It is known (citation) that, given an irreducible polynomial $f(x)\in\mathbb Q[x],$ the expected number of roots of $f(x)\pmod p$ is $1$ as $p$ varies over the primes.
What is known about the variance?
For example, I am not totally convinced that it will come out nicely.

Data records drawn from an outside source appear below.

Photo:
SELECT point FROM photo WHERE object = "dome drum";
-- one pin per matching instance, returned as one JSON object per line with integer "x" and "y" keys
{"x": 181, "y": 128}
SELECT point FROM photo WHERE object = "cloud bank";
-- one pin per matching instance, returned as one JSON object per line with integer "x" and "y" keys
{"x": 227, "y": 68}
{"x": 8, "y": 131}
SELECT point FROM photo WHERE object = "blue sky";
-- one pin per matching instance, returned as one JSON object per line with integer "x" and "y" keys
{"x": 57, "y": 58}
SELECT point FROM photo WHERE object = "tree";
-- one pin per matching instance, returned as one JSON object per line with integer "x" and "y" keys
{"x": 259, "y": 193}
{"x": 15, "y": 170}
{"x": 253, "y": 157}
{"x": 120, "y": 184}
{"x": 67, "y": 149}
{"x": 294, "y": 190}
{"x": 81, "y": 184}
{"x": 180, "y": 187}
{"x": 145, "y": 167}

One approach (that works to compute the expected value) is to translate everything into algebra. Namely, Dedekind-Kummer says that, for all but finitely many primes $p,$ the number of roots of $f(x)\pmod p$ is equal to the number of degree-$1$ primes in the prime factorization of $p\mathcal O_{\mathbb Q(\alpha)},$ where $\alpha\in\mathbb C$ is some root of $f(x).$
Now let $K=\mathbb Q(\alpha)$ and $L$ be the splitting field of $f(x)$ with $G:=\operatorname{Gal}(L/\mathbb Q)$ and $H:=\operatorname{Gal}(L/K).$ We can then count the number of roots of degree-$1$ primes dividing $p\mathcal O_K$ (for unramified primes) by choosing a Frobenius $\varphi_p\in\operatorname{Gal}(L/\mathbb Q)$ for $p$ and then counting the number of cosets $H\sigma\in H\backslash G$ such that $$H\sigma=H\sigma\varphi_p.$$ Putting everything together, the number of roots of $f(x)\pmod p$ is $$\#\{H\sigma\in H\backslash G:H\sigma=H\sigma\varphi_p\}.$$ Plugging this into the expected value computation and then using Chebotarev's theorem finishes the statement after an application of Burnside's lemma. However, I think something more sophisticated than Burnside's lemma is necessary to compute this variance.